What is Erasure Coding: A Shield Against Data Loss

Mar 06th, 2024 | 9 min read

What is Erasure Coding?
The Core Principles of Erasure Coding
Advantages of Erasure Coding
Use Cases of Erasure Coding
Challenges and Considerations of Erasure Coding
Erasure Coding and Simplyblock
Questions and Answers

Erasure Coding (erasure code) is a data protection mechanism that protects against data loss by breaking data items, such as files, into fragments, calculating additional data pieces (parity information), and storing them across a set of independent locations or storage media.

For decades, traditional methods like replication have been the go-to solution for protecting against data loss or corruption. In recent years, however, a more efficient and resource-friendly technique has become more prevalent—erasure coding. This innovative approach ensures data integrity, optimizes storage capacity, and reduces the chances of catastrophic data loss. Let us delve into the elements of erasure codes, exploring what they are and how they revolutionize how we protect our digital assets.

What is Erasure Coding?

Like many more commonly known technologies, such as RAID or replication/mirroring, erasure coding is a data protection method. It is a class of high-performance Forward Error Correction (FEC). A simplified explanation would say that it breaks down data into smaller pieces, does some mathematical magic, and writes the pieces to different disks. It doesn’t sound too complicated.

What that really means is slightly more involved, though. Erasure code schemes break down pieces of information, such as files, into fragments (sometimes called chunks), which are enriched with redundancy information (meaning fragments are extended with results of multiple mathematical equations) and eventually distributed across multiple storage nodes and disks.

Unlike traditional replication, which duplicates the entire data, erasure coding allows for more efficient storage utilization. This method employs advanced mathematical algorithms to create parity fragments, which can later be used to reconstruct the original data even if some fragments are lost or corrupted.

The Core Principles of Erasure Coding

While it may sound like erasure coding is the new kid on the block, it was actually invented in 1960 by Irving Reed and Gustave Solomon. Together, they created a new encoding mechanism known as the Reed-Solomon code.

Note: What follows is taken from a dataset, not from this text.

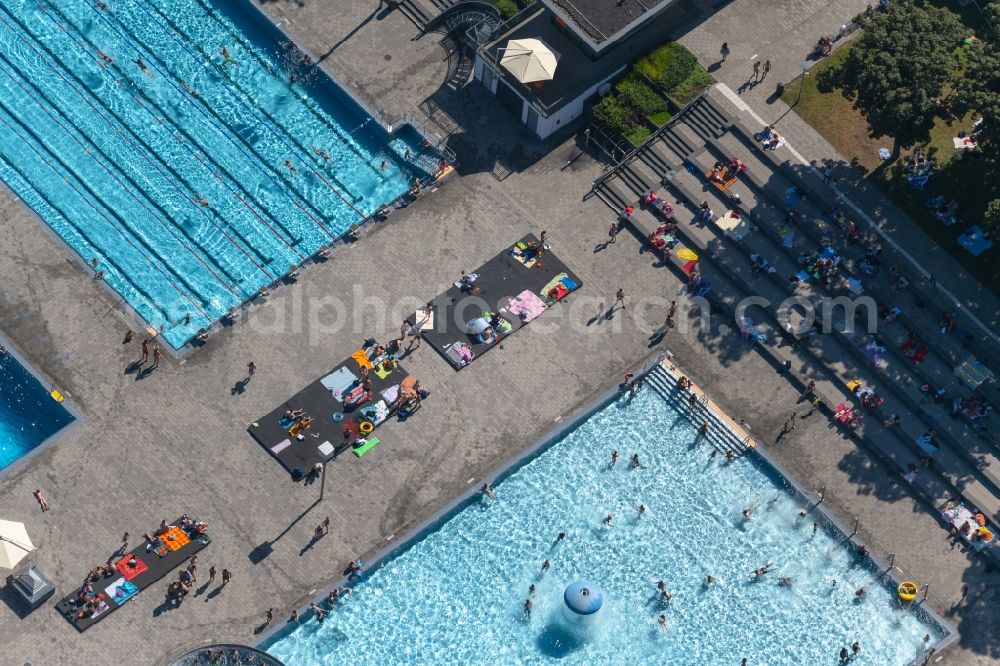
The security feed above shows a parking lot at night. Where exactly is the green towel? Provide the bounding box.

Today, this algorithm is widely used in a wide variety of systems, including distributed storage solutions, communication services, and aerospace systems.

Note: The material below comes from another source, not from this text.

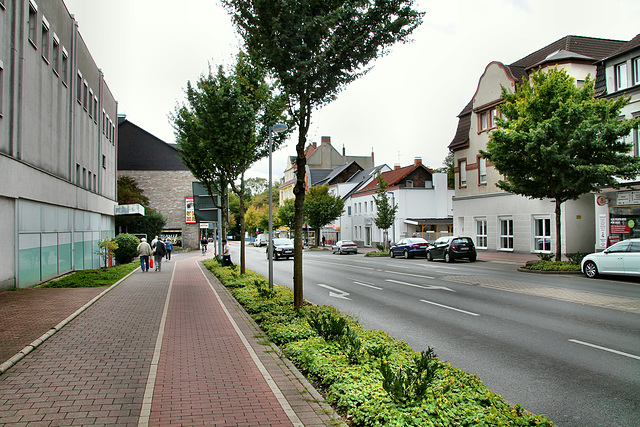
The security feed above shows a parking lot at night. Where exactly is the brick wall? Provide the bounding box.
[118,170,200,249]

These days, while there are many more erasure coding schemes, the three most common ones are:

The Reed-Solomon code is simple and efficient, can be applied to a wide range of applications, and is very common for simple data storage solutions, such as DVD and Blu-Ray disks.
The low-density parity check (LDPC or Gallager code), which is more complex but shows better performance in certain use cases, such as 10GBASE-T (10 Gbit/s Ethernet).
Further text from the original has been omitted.